Anreize schaffen für Open Source
In der Wissenschaft sind die quelloffene Nutzung und Veröffentlichung von Forschungsergebnissen ohnehin gelebte Praxis. Gleichwohl mangelt es zu oft an deren Fortentwicklung über das Projektende hinaus. Auch hier kann der Open-Source-Gedanke und insbesondere die Förderung zum Aufbau entsprechender Communities einiges bewirken. Es fehlen jedoch nicht selten geeignete Kennzahlen und Förderinstrumente. Ähnliches gilt für die Wirtschaft: So mangelt es am Einsatz geeigneter Innovationskennzahlen zur Unternehmensbewertung ebenso wie bei der Schaffung steuerlicher Anreize für die Entwicklung und Bereitstellung von Open Source.
Denn die entscheidenden Entwicklungen rund um KI und Digitalisierung entstehen nicht mehr in den Köpfen Einzelner.
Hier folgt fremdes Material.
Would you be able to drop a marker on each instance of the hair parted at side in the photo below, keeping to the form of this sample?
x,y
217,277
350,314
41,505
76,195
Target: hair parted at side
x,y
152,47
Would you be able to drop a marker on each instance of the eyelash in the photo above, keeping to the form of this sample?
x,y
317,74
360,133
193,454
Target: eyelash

Es gilt mehr denn je: Never Walk Alone.
Michael ten Hompel ist Inhaber des Lehrstuhls für Förder- und Lagerwesen an der Technischen Universität Dortmund, geschäftsführender Institutsleiter am Fraunhofer-Institut für Materialfluss und Logistik IML und einer der Direktoren des Lamarr-Instituts für Maschinelles Lernen und Künstliche Intelligenz. Michael ten Hompel ist Mitglied im Forschungsbeirat Industrie 4.0 und der Acatech, der Deutschen Akademie der Technikwissenschaften. Er gilt als Wegbereiter und Vorsitzender des Kuratoriums der Open Logistics Foundation.